Тамбов продолжает меня допрашивать. Хоть бы самогона предложил, чем руки им мыть.

– Не мог, понимаешь? Вспомни, может, он хоть выругался, какое-то слово сказал?

Штайн. Это точно. А первое слово я не расслышал. Коф... копф... И еще: кайн.

– Может, копфштайн? Булыжник?

– Может.

– Немецкий учил? Ну-ка, напиши здесь. Через "s". Немецкое "s" перед "t" читается как "шэ", и пишется соответственно.

Я зачеркнул лишние, осталось: Kopfstein.

– Теперь еще раз, без помарки. И подпись. Как говорится, "исправленному верить". И дату поставь – 12 мая 1943 года.

– Товарищ Тамбов, немец, наверно, подумал, что я камнем ударил.

– А ты чем? Свинчаткой?

– Кулаком.

– Этим вот фаустом?[Faust– кулак (нем.).] Прямо по Гете у нас получается. А мне теперь пальчик за пальчиком разгибать этот самый кулак. Плохо получается, Балабан: труп есть, а фактов нет. Был в Германии? Встать!

И взглядом сверлит: смотреть в глаза, когда спрашивают.

– Чего я там забыл?

– А вот это мне и придется выяснить. Значит, в Германии не был, говоришь. А в Столбцах?

– Где это?

– Ну, не был и не был. Иди, зови командира.

Солнышко. Хорошо. Еще бы выпить, закусить, закурить. Но не предложено Балабану. Хорошо, хоть три сигареты добыл и одну папиросу.

Ой, Веня, не к добру этот Тамбов. И что за фашист такой, что его из земли выкопали, взвесили и измерили.

Вот тебе и фауст. Вот тебе и Гете вместе с Шиллером.

Через много лет, уже сам став дедом, узнал: у Гете был сын Август (незаконнорожденный), добропорядочный бюргер, которому законная жена родила двух сыновей. Так что правнуки Гете вполне могли голосовать за Гитлера. Всего сто лет разделяют события: умер Гете – да здравствует фюрер. Интересно: кто больше объединил Германию – Гете или Гитлер?

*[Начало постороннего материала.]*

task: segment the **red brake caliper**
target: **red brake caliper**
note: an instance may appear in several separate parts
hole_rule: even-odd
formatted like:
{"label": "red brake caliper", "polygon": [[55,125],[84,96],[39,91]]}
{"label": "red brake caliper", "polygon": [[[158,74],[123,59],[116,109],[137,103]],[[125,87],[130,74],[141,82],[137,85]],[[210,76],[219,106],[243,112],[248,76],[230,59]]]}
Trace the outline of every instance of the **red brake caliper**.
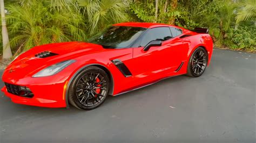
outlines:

Гете знал, чем закончит Германия. "Судьба однажды накажет немецкий народ. Накажет его потому, что он предал самого себя и не хотел оставаться тем, что он есть. Грустно, что он не знает прелести истины; отвратительно, что ему так дороги туман, дым и отвратительная неумеренность; достойно сожаления, что он искренне подчиняется любому безум ному негодяю, который обращается к его самым низменным инстинктам, который поощряет его пороки и поучает его понимать национализм как разобщение и жестокость".

Прав был Гете, напророчив немцам наказание. Только хотелось бы знать, что он имел в виду под наказанием? Нельзя же целый народ, как расшалившегося школьника, поставить в угол или на коленях стоять на горохе. Народ нельзя посадить в тюрьму, хотя в принципе такое возможно. Конечно, такую тюрьму не построишь. А вот концлагерь можно. Опутать всю Германию колючей проволокой, поставить сторожевые вышки с пулеметами, рассчитать, сколько нужно еще крематориев вдобавок к тем, что немцы уже построили для других. Вот пусть и строят. Самообслуживаются.